On 15 June 2004, the Public Health Alliance Ireland has launched a publication outlining health inqualities and the links to other forms of social and economic disadvantage.
Health in Ireland: An unequal Statebrings together information and evidence from a wide variety of sources. The Public Health Alliance Ireland is an independent alliance whose mission is to work together for a healthier society by improving health and challenging health inequalities
The report highlights three key points:
1. People’s health is determined by their social, economic, environmental and political context.
2. Poorer people and people experiencing exclusion, get sick more often and have shorter lives.
3. A fairer society is a healthier society.
Facts on inequalities in Ireland
Between 1989 and 1998 the death rates for all causes of death were over three times higher in the lowest occupational class than in the highest.
The death rates for all cancers among the lowest occupational class is over twice as high for the highest class, it is nearly three times higher for strokes, four times higher for lung cancer, and six times higher for accidents.
Perinatal mortality is three times higher in poorer families than in richer families.
Women in the unemployed socio-economic group are more than twice as likely to give birth to low birth weight children as women in the higher professional group.

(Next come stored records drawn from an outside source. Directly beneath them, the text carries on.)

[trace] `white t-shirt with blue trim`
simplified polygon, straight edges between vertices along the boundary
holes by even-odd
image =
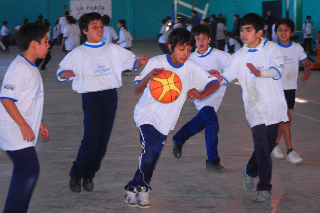
[[[167,54],[151,58],[141,73],[135,78],[135,84],[153,68],[162,67],[173,72],[180,78],[182,84],[180,96],[171,103],[161,103],[151,96],[148,84],[136,105],[134,118],[137,127],[151,124],[161,133],[167,135],[177,123],[187,92],[192,88],[203,90],[209,83],[217,79],[206,72],[205,68],[194,60],[188,59],[184,64],[177,66],[171,62],[169,54]]]
[[[118,88],[122,85],[121,72],[133,69],[136,62],[133,53],[119,45],[86,42],[60,62],[57,80],[73,80],[72,89],[79,93]],[[59,75],[66,70],[73,70],[76,77],[61,79]]]
[[[265,41],[254,49],[245,44],[229,58],[222,76],[228,81],[237,79],[242,88],[242,98],[248,123],[251,127],[288,121],[287,106],[281,81],[278,79],[257,78],[247,63],[258,69],[272,68],[282,75],[283,57],[279,46]]]
[[[300,44],[290,42],[287,46],[277,43],[283,54],[284,69],[281,78],[283,89],[297,89],[299,62],[306,60],[308,56]]]
[[[0,148],[13,151],[36,146],[42,118],[43,86],[37,66],[22,54],[11,62],[5,75],[0,98],[15,101],[35,135],[34,140],[24,140],[20,127],[0,104]]]
[[[225,64],[231,55],[230,53],[211,47],[209,47],[208,50],[203,55],[200,54],[197,51],[198,48],[196,49],[195,52],[191,53],[190,58],[203,66],[207,72],[214,69],[220,73],[222,72]],[[226,85],[222,85],[215,92],[204,99],[194,100],[197,109],[200,110],[205,106],[213,106],[216,112],[222,102],[226,88]]]

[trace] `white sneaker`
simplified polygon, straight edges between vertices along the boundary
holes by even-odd
[[[279,147],[279,146],[274,147],[274,148],[273,148],[271,153],[272,153],[273,157],[276,159],[282,158],[284,157],[281,150],[280,150],[280,147]]]
[[[149,208],[151,207],[149,201],[150,190],[146,187],[138,188],[137,192],[137,205],[140,208]]]
[[[300,164],[303,162],[303,159],[300,158],[299,154],[294,151],[286,154],[286,159],[291,164],[293,165]]]

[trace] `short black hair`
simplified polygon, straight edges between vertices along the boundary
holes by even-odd
[[[169,50],[169,54],[174,51],[174,48],[177,44],[183,45],[186,44],[192,47],[196,44],[195,38],[191,36],[190,32],[186,29],[178,27],[174,29],[170,32],[168,37],[168,44],[171,45],[171,49]]]
[[[274,24],[274,31],[276,32],[280,24],[285,24],[287,26],[289,27],[290,30],[291,30],[291,33],[293,33],[295,31],[295,22],[290,18],[285,18],[281,19],[279,19],[277,21],[276,21],[275,24]]]
[[[98,13],[92,12],[85,13],[80,17],[79,22],[79,28],[80,29],[82,36],[86,37],[86,35],[83,33],[83,30],[87,31],[89,23],[95,20],[102,20],[101,15]]]
[[[22,52],[29,48],[30,43],[36,41],[39,44],[41,44],[41,40],[48,31],[47,27],[42,24],[35,23],[28,23],[23,24],[18,30],[16,36],[16,40],[19,48]]]
[[[198,24],[191,29],[190,32],[194,38],[196,36],[200,36],[201,33],[205,34],[208,38],[210,38],[211,30],[210,27],[207,26],[205,26],[203,24]]]
[[[255,29],[255,33],[265,28],[265,19],[256,13],[248,13],[241,19],[240,27],[246,25],[252,25]]]
[[[110,17],[108,15],[104,15],[102,16],[102,21],[105,25],[107,25],[110,22]]]

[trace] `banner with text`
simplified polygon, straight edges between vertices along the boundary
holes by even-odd
[[[85,13],[95,12],[112,17],[112,0],[70,1],[70,15],[78,20]]]

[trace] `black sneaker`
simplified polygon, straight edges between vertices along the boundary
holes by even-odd
[[[206,165],[206,168],[209,171],[215,171],[216,172],[223,172],[226,169],[220,164],[218,160],[208,162]]]
[[[85,178],[83,178],[82,186],[83,186],[83,189],[87,192],[91,192],[94,188],[93,180],[92,179],[87,179]]]
[[[80,193],[81,191],[81,179],[70,178],[69,189],[74,192]]]
[[[176,158],[180,158],[182,155],[182,145],[178,144],[174,139],[172,138],[172,143],[173,143],[173,148],[172,148],[172,153]]]

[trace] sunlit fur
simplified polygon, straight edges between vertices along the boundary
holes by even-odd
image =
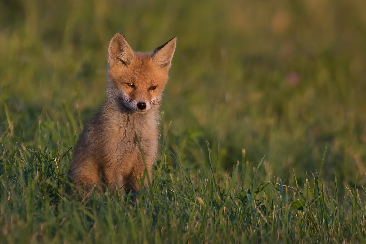
[[[69,173],[78,191],[97,187],[138,191],[146,164],[146,187],[157,148],[157,121],[163,92],[175,48],[176,38],[147,53],[134,52],[117,33],[108,48],[106,100],[75,146]],[[146,104],[140,109],[137,103]],[[102,184],[96,183],[100,182]]]

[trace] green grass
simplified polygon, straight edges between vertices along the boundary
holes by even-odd
[[[365,9],[0,2],[0,240],[365,242]],[[114,192],[80,203],[65,173],[116,32],[141,51],[177,37],[161,154],[137,203]]]
[[[0,238],[6,243],[365,240],[363,187],[340,186],[341,196],[335,176],[331,190],[320,181],[321,172],[299,185],[296,169],[293,187],[264,181],[258,173],[264,157],[253,169],[244,151],[231,177],[213,169],[208,142],[202,153],[210,161],[195,171],[167,149],[167,128],[153,184],[137,202],[116,191],[94,193],[80,202],[65,194],[75,134],[63,135],[56,123],[41,120],[35,139],[18,142],[12,133],[20,127],[9,123],[0,168]]]

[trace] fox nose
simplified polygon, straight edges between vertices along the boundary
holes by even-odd
[[[146,108],[146,104],[145,102],[139,102],[137,103],[137,107],[139,109],[142,110],[143,109],[145,109]]]

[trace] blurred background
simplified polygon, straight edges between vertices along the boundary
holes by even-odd
[[[104,100],[113,34],[141,52],[176,36],[161,129],[172,121],[167,144],[185,165],[209,165],[207,140],[215,170],[244,149],[253,166],[266,155],[268,179],[291,181],[294,168],[303,182],[327,147],[323,179],[362,183],[365,11],[361,0],[1,1],[0,136],[11,124],[16,148],[36,147],[49,119],[72,145],[77,108],[85,123]]]

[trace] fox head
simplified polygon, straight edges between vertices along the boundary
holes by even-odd
[[[175,49],[174,37],[149,53],[132,50],[123,36],[115,34],[108,48],[107,99],[132,112],[143,113],[160,105]]]

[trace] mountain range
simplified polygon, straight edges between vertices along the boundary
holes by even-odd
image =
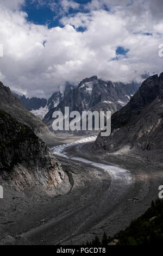
[[[51,108],[43,121],[52,130],[53,112],[60,110],[64,113],[65,107],[69,107],[70,112],[77,111],[80,113],[84,111],[108,110],[112,114],[126,105],[139,88],[139,84],[134,82],[106,82],[96,76],[86,78],[77,87],[70,90],[56,107]]]
[[[162,126],[163,73],[145,80],[128,104],[112,115],[111,135],[99,134],[96,147],[121,153],[133,148],[160,149],[162,159]]]

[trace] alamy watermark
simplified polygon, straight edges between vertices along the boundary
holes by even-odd
[[[78,111],[70,113],[69,107],[65,107],[64,114],[61,111],[53,112],[55,118],[52,124],[54,131],[102,131],[101,136],[109,136],[111,133],[111,112]],[[70,121],[71,119],[71,121]]]
[[[159,193],[159,198],[160,199],[162,199],[163,198],[163,186],[160,185],[159,187],[159,190],[160,191]]]
[[[0,57],[3,57],[3,46],[0,44]]]

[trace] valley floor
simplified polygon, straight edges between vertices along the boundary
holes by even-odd
[[[77,144],[67,149],[70,158],[58,156],[68,186],[55,197],[4,187],[0,244],[81,245],[104,231],[112,236],[149,208],[163,184],[162,166],[139,155],[97,152],[93,145]],[[131,182],[112,180],[108,172],[72,156],[127,169]]]

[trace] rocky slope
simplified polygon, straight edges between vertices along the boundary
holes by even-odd
[[[40,187],[49,193],[64,179],[59,162],[28,126],[0,109],[0,175],[17,190]]]
[[[45,142],[48,143],[54,138],[54,135],[41,120],[27,110],[17,97],[12,94],[10,88],[4,86],[1,82],[0,109],[10,114],[18,121],[30,127]]]
[[[127,104],[138,88],[139,84],[134,82],[126,84],[105,82],[96,76],[85,78],[71,90],[57,107],[49,110],[43,121],[51,129],[54,111],[61,110],[64,113],[65,107],[68,106],[70,112],[110,110],[113,113]]]
[[[111,134],[99,134],[96,147],[111,152],[133,147],[162,152],[162,125],[163,73],[148,78],[130,102],[112,115]]]
[[[44,108],[47,104],[46,99],[39,99],[36,97],[29,99],[29,97],[27,98],[25,95],[18,95],[14,93],[12,93],[12,94],[21,100],[26,109],[29,111],[39,109],[40,107]]]

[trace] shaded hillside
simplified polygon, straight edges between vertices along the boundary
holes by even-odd
[[[64,179],[59,162],[30,127],[0,109],[0,175],[18,190],[53,188]],[[54,190],[52,193],[54,193]]]
[[[21,101],[14,96],[9,87],[0,82],[0,108],[10,114],[18,121],[31,127],[37,135],[48,142],[53,135],[37,117],[27,110]]]

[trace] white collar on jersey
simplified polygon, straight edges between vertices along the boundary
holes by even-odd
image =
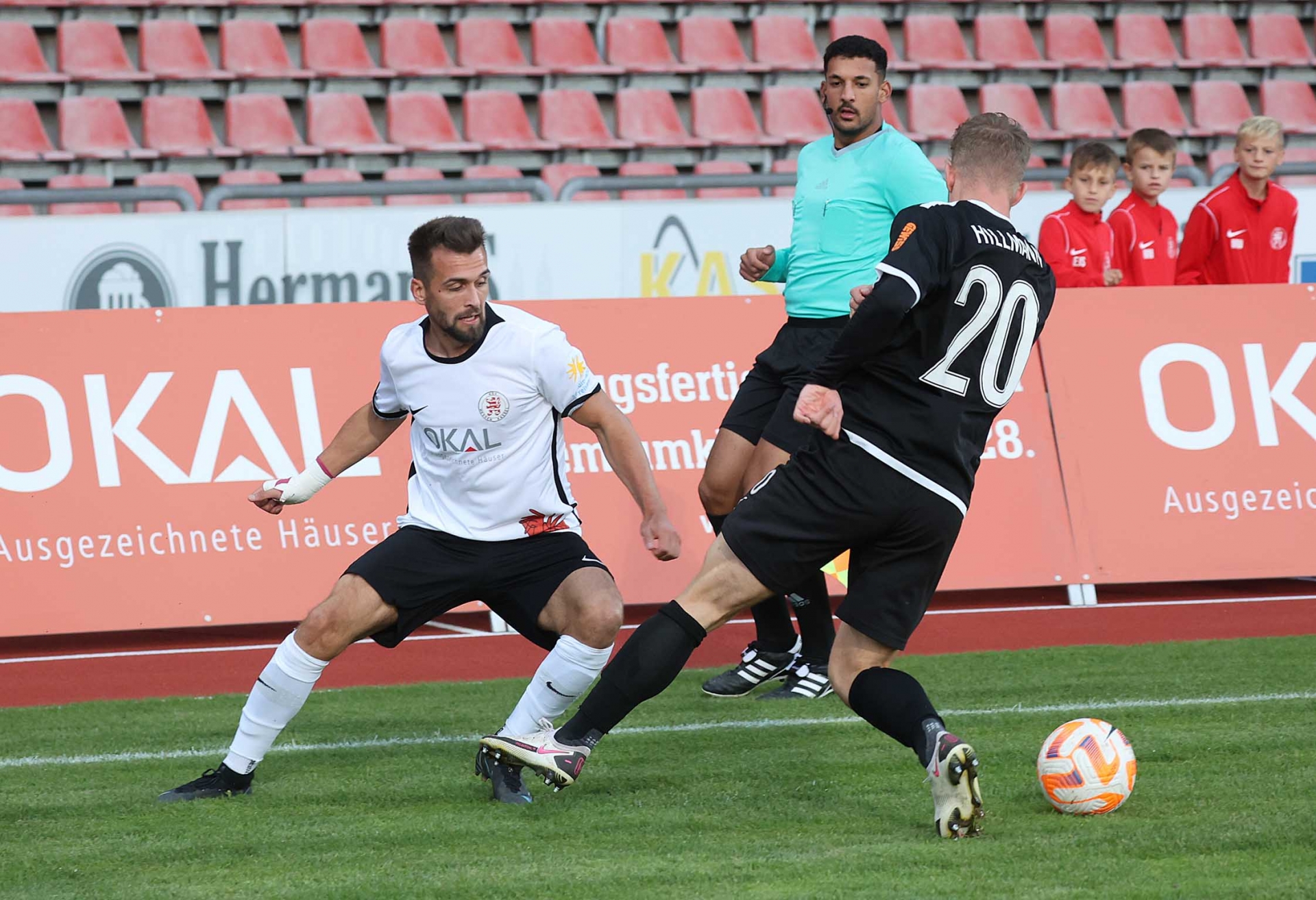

The incidence of chronic physical illness has been found to be two and a half times higher for poor people than for the wealthy.
Men in unskilled jobs were four times more likely to be admitted to hospital for schizophrenia than higher professional workers.
The rate of hospitalisation for mental illness is more than 6 times higher for people in the lower socio-economic groups as compared with those in the higher groups.
The incidence of male suicide is far higher in the lower socio-economic groups as compared with the higher groups.
The 1998 and 2002 National Health and Lifestyle Surveys, (SLAN) found that poorer people are more likely to smoke cigarettes, drink alcohol excessively, take less exercise, eat less fruit and vegetables than richer people.
On average 39% of people surveyed in 2003 identified financial problems as the greatest factor in preventing them from improving their health.
Some groups experience particularly extreme health inequalities: Members of the Traveller community live between 10 and 12 years less than the population as a whole - the 2002 census found that only 3 per cent of all Travellers were aged over 65, as compared with 11 per cent for the population generally.
The rate of sudden infant deaths among travellers is 12 times higher than for the general population.
Researchers have found that many expectant mothers in direct provision suffer malnutrition, babies in these communities suffer ill-health because of diet, many adults experience hunger.
Homeless people experience high incidence of ill-health - a 1997 report found that 40 per cent of hostel dwellers had a serious psychiatric illness, 42 per cent had problems of alcohol dependency, 18 per cent had other physical problems.
The incidence of injecting drug abuse use is almost entirely confined to people from the lower socio-economic groups.